Florida

Putting Education Reform To The Test

Anti-Testing Groups Help Students Opt Out Of Florida Standardized Assessments

The Florida Standards Assessment replaces the FCAT. Students will take the test online.

Pearson K-12 Technology/flickr

The Florida Standards Assessment replaces the FCAT. Students will take the test online.

“Opt Out” groups are pushing back against what they say is too much standardized testing in Florida. The tests are changing as the state transitions to Florida Standards – an offshoot of the Common Core standards being implemented around the country.

Two-dozen groups have been formed at the district level to help parents learn the procedure for opting their students out of the tests.

By following a specific procedure (which may vary depending on the district), the student’s test is invalidated. The result is that the student doesn’t fail, school grades and teacher pay aren’t impacted, and the district is forced to find an alternative means of assessing what the student has learned.

Cindy Hamilton, co-founder of Opt Out Orlando, talked with StateImpact Florida’s Gina Jordan about why she wants an end to so much testing and what she’d like to see happen instead.

Q: Specifically, what kind of tests are you opposing?

A: Tests with high stakes, punitive consequences. These are tests that have too much power in regards to what happens to the student if they don’t do well on the test. They are tests that are not formative. They are tests that measure teachers, not students, and they are not useful in the education of our children.

Q: Critics say the students are being given too many assessments. They question how good these tests really are at assessing kids. They wonder how the results might be used. What else are you concerned about?

A: We’re concerned that students’ futures are being determined by one test. Kids should be assessed using multiple measures that include with equal weight our teacher-developed and delivered assessment. Our testing system has ceased to be about evaluating a student, and it’s all about comparing our students to other students across the country and across the world.

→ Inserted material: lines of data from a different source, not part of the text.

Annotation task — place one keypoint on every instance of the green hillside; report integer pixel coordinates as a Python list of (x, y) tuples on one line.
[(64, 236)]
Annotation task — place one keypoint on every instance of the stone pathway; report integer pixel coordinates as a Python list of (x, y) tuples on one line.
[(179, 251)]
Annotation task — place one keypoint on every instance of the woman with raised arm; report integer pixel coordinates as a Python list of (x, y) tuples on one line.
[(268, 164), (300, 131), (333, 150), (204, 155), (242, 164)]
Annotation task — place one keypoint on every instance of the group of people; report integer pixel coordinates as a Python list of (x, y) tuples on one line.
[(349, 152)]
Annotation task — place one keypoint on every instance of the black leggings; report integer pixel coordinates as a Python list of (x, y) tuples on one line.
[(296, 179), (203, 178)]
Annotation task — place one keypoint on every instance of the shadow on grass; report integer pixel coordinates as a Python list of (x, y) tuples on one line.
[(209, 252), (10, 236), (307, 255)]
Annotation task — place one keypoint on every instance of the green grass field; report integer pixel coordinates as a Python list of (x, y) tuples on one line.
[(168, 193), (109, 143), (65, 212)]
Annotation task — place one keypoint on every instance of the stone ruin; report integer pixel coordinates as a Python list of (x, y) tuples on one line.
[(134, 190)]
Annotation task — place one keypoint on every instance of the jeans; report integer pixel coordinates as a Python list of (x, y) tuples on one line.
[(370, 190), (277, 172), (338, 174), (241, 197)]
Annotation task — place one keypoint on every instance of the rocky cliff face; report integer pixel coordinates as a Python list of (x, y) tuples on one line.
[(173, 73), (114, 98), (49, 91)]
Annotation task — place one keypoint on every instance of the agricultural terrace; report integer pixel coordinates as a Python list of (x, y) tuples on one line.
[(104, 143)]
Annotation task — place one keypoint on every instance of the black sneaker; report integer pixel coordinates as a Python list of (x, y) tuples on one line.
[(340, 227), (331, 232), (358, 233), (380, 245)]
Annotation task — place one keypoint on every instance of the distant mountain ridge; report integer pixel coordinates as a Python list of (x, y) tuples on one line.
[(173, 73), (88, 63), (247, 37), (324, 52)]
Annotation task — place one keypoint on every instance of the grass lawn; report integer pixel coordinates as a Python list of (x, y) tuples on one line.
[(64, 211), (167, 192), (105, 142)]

This country tests everyone. We test kids who don’t speak English. We test kids who have learning disabilities. Those other countries don’t test the same way that we test.

Q: Why do you think the anti-testing movement is gaining traction?

A: We have had so many new assessments all being implemented in one year. We have a brand new test replacing FCAT that nobody has seen. We are implementing a new accountability system for teachers – the end-of-course exams. These kids are having to take hours and hours of tests, which means less instruction time.

Q: Ultimately, what do you want to see happen in schools with testing?

A: The Opt Out movement was never about convincing districts to opt out of tests. The Opt Out movement has always been about teaching families how to opt out their own students. What we need the districts to do is get out of our way. The Opt Out movement is about protest through not taking the test. Our goal is to bring the testing machine to a stop.

Q: What do you think useful and worthwhile testing looks like?

A: I think that useful testing is an assessment that a student does that the teacher gets to really evaluate the gains and growth of the children in their classroom. What we want to see happen is for our students to be evaluated using authentic assessment, and that means we would like for teachers to be able to weigh in on evaluating students with equal weight of a test. We would also like to be able to see the test once it’s been graded.

Until we can see the results of the test, we aren’t going to take them. There’s just no reason to have a student denied a diploma based on a test that they can never, ever see the results of.